The total number of team wins had to come out correct, so an adjustment was made.

chasfh
Guest
chasfh
3 years 1 month ago

Why is replacement level set at 1,000 WAR per 2,430 games? What is the genesis of that number?

Pinstripe Wizard
Member
3 years 1 month ago

I would assume it is because it is very close to Tom Tango’s original number of 1009 wins and it is a round number. Who doesn’t like round numbers?

Darren
Guest
Darren
3 years 1 month ago

BRAVO!. I have been waiting for this for a long time, and the decision to make it a clean 1000 will make it more simple for the casual reader while still making it accurate and reasonable. Thanks David, Dave and Sean.

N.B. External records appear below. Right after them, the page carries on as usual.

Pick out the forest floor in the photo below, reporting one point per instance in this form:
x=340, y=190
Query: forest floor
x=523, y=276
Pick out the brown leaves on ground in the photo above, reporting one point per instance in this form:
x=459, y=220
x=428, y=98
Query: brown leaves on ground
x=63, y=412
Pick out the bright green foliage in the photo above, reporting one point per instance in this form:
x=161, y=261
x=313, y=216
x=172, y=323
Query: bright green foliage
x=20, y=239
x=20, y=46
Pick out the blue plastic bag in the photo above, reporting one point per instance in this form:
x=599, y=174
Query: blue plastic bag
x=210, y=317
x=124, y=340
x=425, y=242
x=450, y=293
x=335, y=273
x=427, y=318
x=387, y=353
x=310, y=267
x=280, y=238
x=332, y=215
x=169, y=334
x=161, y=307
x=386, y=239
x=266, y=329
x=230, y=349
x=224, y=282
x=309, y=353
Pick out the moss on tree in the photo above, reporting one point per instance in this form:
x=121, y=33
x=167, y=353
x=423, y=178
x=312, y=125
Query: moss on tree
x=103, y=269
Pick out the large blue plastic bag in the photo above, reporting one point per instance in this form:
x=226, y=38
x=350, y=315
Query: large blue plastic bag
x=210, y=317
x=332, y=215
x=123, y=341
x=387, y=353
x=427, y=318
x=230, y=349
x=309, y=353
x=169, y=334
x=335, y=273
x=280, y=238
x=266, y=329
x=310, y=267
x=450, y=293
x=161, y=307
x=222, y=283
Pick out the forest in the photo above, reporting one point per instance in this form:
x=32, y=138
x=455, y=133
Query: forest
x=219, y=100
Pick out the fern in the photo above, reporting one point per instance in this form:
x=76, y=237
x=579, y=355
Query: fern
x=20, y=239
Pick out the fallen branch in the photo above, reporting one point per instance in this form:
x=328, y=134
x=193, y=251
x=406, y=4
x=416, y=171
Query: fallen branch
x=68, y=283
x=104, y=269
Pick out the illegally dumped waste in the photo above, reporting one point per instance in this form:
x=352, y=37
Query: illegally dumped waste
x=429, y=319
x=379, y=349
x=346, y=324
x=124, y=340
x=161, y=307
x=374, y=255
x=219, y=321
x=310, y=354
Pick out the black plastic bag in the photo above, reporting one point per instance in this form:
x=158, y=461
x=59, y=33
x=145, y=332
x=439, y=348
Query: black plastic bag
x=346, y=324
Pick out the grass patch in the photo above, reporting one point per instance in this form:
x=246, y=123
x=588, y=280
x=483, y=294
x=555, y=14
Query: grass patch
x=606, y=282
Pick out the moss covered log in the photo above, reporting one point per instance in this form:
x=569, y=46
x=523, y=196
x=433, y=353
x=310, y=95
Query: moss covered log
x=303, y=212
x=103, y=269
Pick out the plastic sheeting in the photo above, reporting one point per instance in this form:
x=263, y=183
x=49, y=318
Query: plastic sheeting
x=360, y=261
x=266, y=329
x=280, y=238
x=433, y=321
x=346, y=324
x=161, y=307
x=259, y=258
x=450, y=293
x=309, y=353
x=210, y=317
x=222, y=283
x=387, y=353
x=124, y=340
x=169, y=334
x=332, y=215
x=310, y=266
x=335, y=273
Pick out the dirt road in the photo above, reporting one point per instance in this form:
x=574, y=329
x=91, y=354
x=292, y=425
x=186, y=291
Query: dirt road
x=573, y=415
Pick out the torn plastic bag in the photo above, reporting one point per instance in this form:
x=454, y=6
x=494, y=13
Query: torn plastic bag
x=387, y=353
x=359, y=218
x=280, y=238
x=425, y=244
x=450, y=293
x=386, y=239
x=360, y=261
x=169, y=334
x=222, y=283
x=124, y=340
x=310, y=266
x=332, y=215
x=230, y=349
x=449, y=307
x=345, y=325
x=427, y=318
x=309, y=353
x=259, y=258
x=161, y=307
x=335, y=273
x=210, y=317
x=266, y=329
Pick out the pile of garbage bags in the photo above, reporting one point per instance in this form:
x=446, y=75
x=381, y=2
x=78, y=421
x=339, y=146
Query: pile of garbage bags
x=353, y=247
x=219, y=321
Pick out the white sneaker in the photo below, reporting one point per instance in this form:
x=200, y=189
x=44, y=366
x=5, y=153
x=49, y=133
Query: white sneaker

I heard that BPro was also considering unifying their replacement level to your sites as well. Is that happening.

Clutch Narrative
Member
Clutch Narrative
3 years 1 month ago

Baseball Prospectus differs not only on replacement level, but also on run per win.

tz
Guest
tz
3 years 1 month ago

I guess we now can use the “Griffin line” as the career equivalent of the “Mendoza line”

tz
Guest
tz
3 years 1 month ago

and btw, love the change here and at baseball reference!

Baltar
Guest
Baltar
3 years 1 month ago

LOL!

Kiss my Go Nats
Guest
Kiss my Go Nats
3 years 1 month ago

poor Alfredo, he will be forever be known as the player behind the Alfred Line.

MarinersFan000
Member
MarinersFan000
3 years 1 month ago

Just out of curiosity does anyone know what version of WAR espn uses on their site? Just wondering if the numbers there would be making the adjustment as well or if those numbers would still reflect a different baseline.

momomoses7
Member
momomoses7
3 years 1 month ago

I believe ESPN uses bWAR

Clutch Narrative
Member
Clutch Narrative
3 years 1 month ago

ESPN uses Baseball Reference metrics, including WAR.

JeffD
Guest
JeffD
3 years 1 month ago

Playing the d’s advocate here: isn’t this simply a case of the two WAR peeps getting together so that there can’t be any more, “But the two WAR peeps can’t even come up with the same WAR?” or something similar?

agam22
Guest
agam22
3 years 1 month ago

But there are still differences in the calculations that, as Dave says, should be considered a feature as they can tell you different things about different players. This is just putting both stats on the same scale to make comparisons easier

chuckb
Guest
chuckb
3 years 1 month ago

They’re only getting together on the value of replacement level. They’re not creating 1 unified WAR that will become THE WAR calculation. That was my initial concern but Dave’s explanation here alleviated that.

jfree
Member
jfree
3 years 1 month ago

JAW JAW is always better than WAR WAR. Now that there’s only one WAR, the saber rattlers can focus on JAW JAW.

jfree
Member
jfree
3 years 1 month ago

Yeesh. Meant to say — Now that the WAR War’s over, the saber rattlers can focus on JAW JAW.

Caveman Jones
Guest
Caveman Jones
3 years 1 month ago

Is there any way we can get a list of the players who lost the most WAR due to the change in baseline?

Bryce
Member
Bryce
3 years 1 month ago

Just sort by career PA or IP.

kdm628496
Member
kdm628496
3 years 1 month ago

does this mean that the cohort of replacement-level players you investigated will now produce a larger negative WAR?

Baltar
Guest
Baltar
3 years 1 month ago

Yes, they will.

Jason
Guest
Jason
3 years 1 month ago

Hey Dave, can you go back and fix all the articles written in the last five years? Thanks.

gouis
Guest
gouis
3 years 1 month ago

Hey Jason,

Nothing changes because everyone goes down by the same amount. So in reality nothing changes except the exact numbers.

chuckb
Guest
chuckb
3 years 1 month ago

Everyone doesn’t change by the same amount. The replacement baseline changes for everyone but that doesn’t affect everyone’s WAR calculation equally.

Baltar
Guest
Baltar
3 years 1 month ago

LOL!
That thought occurred to me, not just humouresly but seriously. I was thinking of the recent rankings series and whether they would correct it, then realized that if they did that, why not everything? Then the enormity of the task knocked the silly out of me.

Tom H.
Guest
Tom H.
3 years 1 month ago

I think it would be great to add (statistical) uncertainties into baseball stats. For example, if a player had a .400 OBP in 600 plate appearances, the rough statistical error would be 1/sqrt(N) ~ 0.041, so you could quote his OBP as .400 +/- 0.041. The same could be done for any rate stat (or counting stat, if you’re careful). Propagating these errors through the WAR calculation could clear up some of these issues.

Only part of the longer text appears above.